# Background Check Denied



## SimplyRandom

Hello! 

I'm new around here so I'm sorry if this has been addressed somewhere else....

I'm looking for a flexible gig to earn some extra cash in the short term so I applied to be an Amazon Flex driver. (I actually like driving around & not having to deal with passengers sounded even better.) BUT Amazon denied me. Most likely because I've got some tickets on my record - 2 in the last year. 

Are any driving or delivery companies more lenient than others? I hope I have an alternative to Flex. 

I'm in the Seattle area if that helps. North of it to be specific. 

TIA!!!


----------



## Brr1986

Did you get this email by chance ??

Thank you for your interest in delivering with Amazon Flex. As with all potential drivers, Amazon requested a criminal background check and motor vehicle record check in connection with your interest in signing up for the service as an independent contractor. Our investigation into your background is still pending.

Our vendor (Accurate Background) sent to you by U.S. Mail (1) a copy of the background report with the results of these checks, (2) a document entitled Summary of Your Rights Under the Fair Credit Reporting Act, and (3) any applicable local law disclosures. To allow you time to review those materials, we will wait to make our final decision regarding your eligibility to deliver with Amazon Flex until eight business days following the date of that letter.
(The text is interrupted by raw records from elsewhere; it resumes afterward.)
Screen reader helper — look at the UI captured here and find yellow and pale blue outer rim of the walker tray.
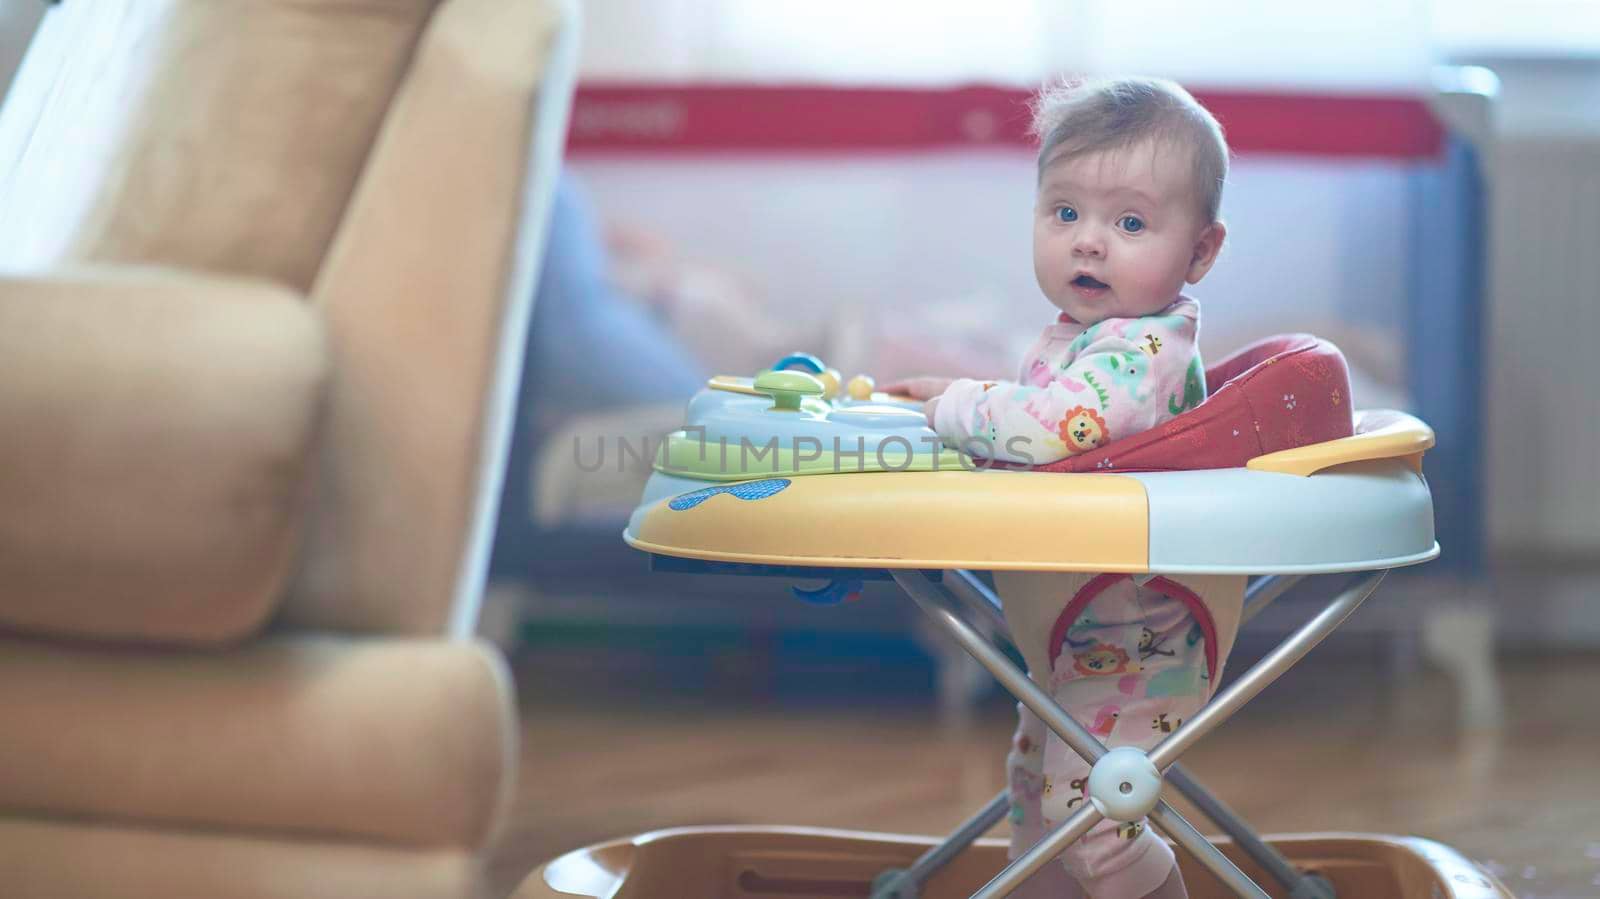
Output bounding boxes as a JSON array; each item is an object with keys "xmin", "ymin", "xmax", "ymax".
[{"xmin": 624, "ymin": 413, "xmax": 1438, "ymax": 574}]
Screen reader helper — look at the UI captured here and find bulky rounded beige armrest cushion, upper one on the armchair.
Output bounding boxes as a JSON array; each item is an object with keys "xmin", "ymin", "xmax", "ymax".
[{"xmin": 0, "ymin": 262, "xmax": 328, "ymax": 643}]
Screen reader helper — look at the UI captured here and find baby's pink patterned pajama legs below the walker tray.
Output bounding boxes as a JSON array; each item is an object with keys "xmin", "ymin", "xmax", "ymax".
[{"xmin": 995, "ymin": 573, "xmax": 1245, "ymax": 899}]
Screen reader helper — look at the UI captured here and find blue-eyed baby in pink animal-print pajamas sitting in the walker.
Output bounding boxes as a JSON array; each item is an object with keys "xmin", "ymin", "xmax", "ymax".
[{"xmin": 885, "ymin": 78, "xmax": 1245, "ymax": 897}]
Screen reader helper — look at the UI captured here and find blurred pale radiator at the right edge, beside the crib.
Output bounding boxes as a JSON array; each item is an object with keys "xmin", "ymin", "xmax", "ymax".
[{"xmin": 1485, "ymin": 138, "xmax": 1600, "ymax": 563}]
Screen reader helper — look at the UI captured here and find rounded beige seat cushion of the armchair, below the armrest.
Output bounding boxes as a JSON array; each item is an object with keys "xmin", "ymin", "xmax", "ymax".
[{"xmin": 0, "ymin": 635, "xmax": 517, "ymax": 844}]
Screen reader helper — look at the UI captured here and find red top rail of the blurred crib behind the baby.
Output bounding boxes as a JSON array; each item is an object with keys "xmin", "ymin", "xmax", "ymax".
[{"xmin": 568, "ymin": 83, "xmax": 1443, "ymax": 158}]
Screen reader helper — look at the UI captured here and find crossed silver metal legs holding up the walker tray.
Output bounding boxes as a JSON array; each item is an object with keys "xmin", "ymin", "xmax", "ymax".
[{"xmin": 872, "ymin": 569, "xmax": 1389, "ymax": 899}]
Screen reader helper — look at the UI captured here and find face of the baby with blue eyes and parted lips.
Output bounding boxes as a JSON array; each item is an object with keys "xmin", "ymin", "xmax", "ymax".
[{"xmin": 1034, "ymin": 141, "xmax": 1226, "ymax": 325}]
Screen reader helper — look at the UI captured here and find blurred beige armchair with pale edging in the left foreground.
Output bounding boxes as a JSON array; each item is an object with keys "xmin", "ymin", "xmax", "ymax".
[{"xmin": 0, "ymin": 0, "xmax": 574, "ymax": 899}]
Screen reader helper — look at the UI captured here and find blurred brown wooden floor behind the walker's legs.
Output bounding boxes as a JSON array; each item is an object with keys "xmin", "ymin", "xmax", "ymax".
[{"xmin": 494, "ymin": 643, "xmax": 1600, "ymax": 899}]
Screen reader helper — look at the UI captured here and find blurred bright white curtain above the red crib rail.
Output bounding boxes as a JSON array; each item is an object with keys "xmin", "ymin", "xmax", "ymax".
[{"xmin": 584, "ymin": 0, "xmax": 1440, "ymax": 90}]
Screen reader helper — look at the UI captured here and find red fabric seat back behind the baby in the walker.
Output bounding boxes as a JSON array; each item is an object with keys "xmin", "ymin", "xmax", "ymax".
[{"xmin": 1034, "ymin": 334, "xmax": 1355, "ymax": 472}]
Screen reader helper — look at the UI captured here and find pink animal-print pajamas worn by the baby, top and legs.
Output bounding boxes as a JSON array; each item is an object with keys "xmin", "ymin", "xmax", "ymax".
[{"xmin": 933, "ymin": 296, "xmax": 1245, "ymax": 899}]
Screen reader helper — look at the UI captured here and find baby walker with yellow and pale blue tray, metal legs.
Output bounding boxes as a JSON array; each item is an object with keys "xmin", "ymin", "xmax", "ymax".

Please review the background report and contact Accurate Background as soon as possible if any information in it is inaccurate or incomplete:


----------



## SimplyRandom

Email was more like 

"Thank you for your interest in delivering with Amazon Flex. We regret to inform you that you are not eligible to deliver as an independent contractor with Amazon Flex. This decision was based on information contained in the ....record check from Accurate Background."

::siderant:: That generic email does NOT tell me why I was denied. Just that I was. Very frustrating.


----------



## Darrell

SimplyRandom said:


> Email was more like
> 
> "Thank you for your interest in delivering with Amazon Flex. We regret to inform you that you are not eligible to deliver as an independent contractor with Amazon Flex. This decision was based on information contained in the ....record check from Accurate Background."
> 
> ::siderant:: That generic email does NOT tell me why I was denied. Just that I was. Very frustrating.


I believe they are required to tell you what specific issue on your background was cause for denial or send you a copy of your background and let you figure it out. Try requesting it.


----------



## Gman61

I was rejected also because if you have three or more traffic violations on your DMV RECORD they will deny you no matter who at fault. Also they will sent you a copy of what they found or what was reported. Uber and lyft do the same thing . I drove for uber over 3 years and never have an accident sense I been driving at 16 years old. 60 now. I had three incidents on my record that was another driver fault and i gave them the proof of everything. That doesn't matter because their system can't differentiate fault or not at fault and therefore uber and lyft won't turn my account back on ..


----------